West Coast Editor

The bound-to-happen changes disclosed Wednesday by Amgen Inc. failed to shock Wall Street, and eyes now have turned to the firm's date with an FDA panel on erythropoietin stimulating agents (ESAs) and a court fight over patents with F. Hoffmann-La Roche Ltd. - even as hopes remain in some quarters that the feds might modify their reimbursement guidelines for anemia drugs.

And that's not all.

Concern lingers regarding how bad the impact for the red-blood cell boosters Aranesp (darbepoetin alfa) and Epogen (epoetin alfa) might be among private payers, who tend to follow the lead of the coverage decisions made by the Centers for Medicare & Medicaid Services.

Thousand Oaks, Calif.-based Amgen made known its restructuring plans, including layoffs of as many as 2,600 employees, after the market closed Wednesday. Shares (NASDAQ:AMGN) closed Thursday at $49.02, down $1.57. (See BioWorld Today, Aug. 16, 2007.)

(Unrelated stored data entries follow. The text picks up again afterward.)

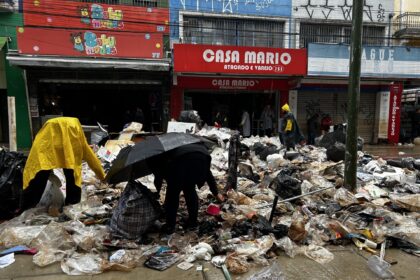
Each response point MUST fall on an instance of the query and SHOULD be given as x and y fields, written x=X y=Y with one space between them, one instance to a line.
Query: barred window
x=222 y=31
x=330 y=33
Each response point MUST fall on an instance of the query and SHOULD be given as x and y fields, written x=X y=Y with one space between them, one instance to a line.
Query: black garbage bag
x=135 y=213
x=336 y=152
x=11 y=182
x=331 y=138
x=263 y=151
x=285 y=184
x=190 y=116
x=404 y=245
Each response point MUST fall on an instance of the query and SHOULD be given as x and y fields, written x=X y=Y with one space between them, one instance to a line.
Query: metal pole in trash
x=11 y=106
x=350 y=167
x=276 y=198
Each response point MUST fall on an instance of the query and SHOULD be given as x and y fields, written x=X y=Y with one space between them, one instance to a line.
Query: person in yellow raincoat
x=60 y=143
x=290 y=130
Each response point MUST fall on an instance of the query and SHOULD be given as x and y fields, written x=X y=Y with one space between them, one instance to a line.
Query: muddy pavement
x=326 y=233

"I'd love to be able to tell you exactly what's happening in 2008, but we don't know right now," Kevin Sharer, Amgen's CEO, told investors during a conference call. "All I can tell you right now is that we've got some uncertainties to go through here. We're signaling here some pretty aggressive cost moves."

Regarding private payers, patients' hopes rose - along with those of Amgen's investors, no doubt - in early July, when Blue Shield of California reversed its policy for erythropoietin stimulating agents (ESAs).

Blue Shield first planned to follow CMS' original guideline, requiring hemoglobin levels to fall to 9 grams per deciliter of blood or lower in order for coverage to begin, except for heart-condition patients, where the trigger point was 10 g/dL. Later, though, Blue Shield put the coverage trigger at 10 g/dL for all patients. CMS' final decision put the coverage starting point at 10 g/dL, too - but Amgen (as well as many doctors) say even that level is too low.

Next month, the FDA's Cardiovascular and Renal Drugs Advisory Committee will discuss the use of ESAs in kidney disease, and the FDA's final label revision for the drugs when used in oncology is expected in the second half of this year.

Chemotherapy-caused anemia is the main use for Aranesp, a second-generation product of Epogen. Together, the compounds' sales make up about half of Amgen's revenue. But research lately showed an increased risk of death in cancer patients on Aranesp not undergoing chemo. In March, the FDA ordered a "black box" warning on ESA labels, asking doctors to use the lowest dosing possible to avoid the risk of heart attack and stroke.

ESA sales last year reached $10 billion, in a market where Amgen's Aranesp has conquered its only competitor, Johnson & Johnson's Procrit (epoetin alfa). Also in September, though, Amgen's court battle over a would-be anemia competitor - Roche's continuous erythropoiesis receptor activator (CERA, branded Mircera) - goes to trial.

The FDA issued Basel, Switzerland-based Roche an approvable letter for Mircera in May, with approval expected this year.

What's might be ahead for Amgen? A projected drop in capital expenditures of about $1.9 billion during the period from 2007 to 2008 could let the firm plug a pipeline hiatus until the launch of denosumab for osteoporosis and cancer treatment-induced bone loss in 2009. Amgen partnered the antibody this summer in Japan with Tokyo-based Daiichi Sankyo Co. Ltd.. During the conference call Wednesday, Sharer called denosumab "a molecule that we hope is an absolute double blockbuster." (See BioWorld Today, July 13, 2007.)

Meanwhile, potentially tempting acquisitions for Amgen include intravenous ferumoxytol iron in development by Cambridge, Mass.-based AMAG Pharmaceuticals Inc. (formerly Advanced Magnetics Inc.) AMAG in July reported positive data from the fourth and final Phase III trial with ferumoxytol in 230 chronic kidney disease patients on hemodialysis, hitting statistical significance vs. oral iron in the primary endpoint of increased hemoglobin levels. The trial nailed secondary endpoints, too.

Analysts had questions about the company's research and development, and how Amgen measures productivity. Sharer said the question is "one that has bedeviled us all for a long time," and pointed to "a pipeline that is dramatically more full than we had before."

The traditional tools for gauging R&D - "project returns, discounted cash flows and what have you" - are "relatively unsatisfying," he said.

"In effect, we just started here in 2002," Sharer said. "The current team showed up in 2001, and we were faced with starting an R&D organization again. I'd say it's a bit early, but here in the next year or two, we're going to be able to make some judgments."